LiPo: A Lightweight Post-optimization Framework for Smoothing Action Chunks Generated by Learned Policies

TL;DR

This paper introduces a lightweight post-optimization framework that smooths chunked action sequences in learned robotic policies, significantly reducing vibrations and jitter for more stable and robust manipulation tasks.

Contribution

It proposes a novel combination of inference-aware chunk scheduling, linear blending, and jerk-minimizing trajectory optimization to enhance motion smoothness in learned policies.

Findings

Reduces vibration and motion jitter in robotic manipulation

Improves mechanical robustness and motion quality

Validated on a position-controlled robotic arm performing dynamic tasks

Abstract

Recent advances in imitation learning have enabled robots to perform increasingly complex manipulation tasks in unstructured environments. However, most learned policies rely on discrete action chunking, which introduces discontinuities at chunk boundaries. These discontinuities degrade motion quality and are particularly problematic in dynamic tasks such as throwing or lifting heavy objects, where smooth trajectories are critical for momentum transfer and system stability. In this work, we present a lightweight post-optimization framework for smoothing chunked action sequences.

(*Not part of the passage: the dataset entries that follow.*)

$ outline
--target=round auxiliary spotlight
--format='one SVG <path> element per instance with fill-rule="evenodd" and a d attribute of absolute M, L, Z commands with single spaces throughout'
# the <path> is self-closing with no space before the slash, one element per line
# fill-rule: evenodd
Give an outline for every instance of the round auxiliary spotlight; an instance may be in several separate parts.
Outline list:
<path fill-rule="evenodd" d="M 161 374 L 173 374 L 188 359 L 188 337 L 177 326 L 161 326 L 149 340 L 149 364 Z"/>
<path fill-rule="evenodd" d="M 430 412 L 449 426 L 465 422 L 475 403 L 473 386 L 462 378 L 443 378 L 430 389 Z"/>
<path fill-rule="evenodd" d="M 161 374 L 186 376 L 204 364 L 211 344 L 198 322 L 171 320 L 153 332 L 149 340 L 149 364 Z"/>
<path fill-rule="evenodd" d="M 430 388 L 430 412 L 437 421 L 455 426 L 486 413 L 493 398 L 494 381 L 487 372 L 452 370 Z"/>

Our method combines three key components: (1) inference-aware chunk scheduling to proactively generate overlapping chunks and avoid pauses from inference delays; (2) linear blending in the overlap region to reduce abrupt transitions; and (3) jerk-minimizing trajectory optimization constrained within a bounded perturbation space. The proposed method was validated on a position-controlled robotic arm performing dynamic manipulation tasks. Experimental results demonstrate that our approach significantly reduces vibration and motion jitter, leading to smoother execution and improved mechanical robustness.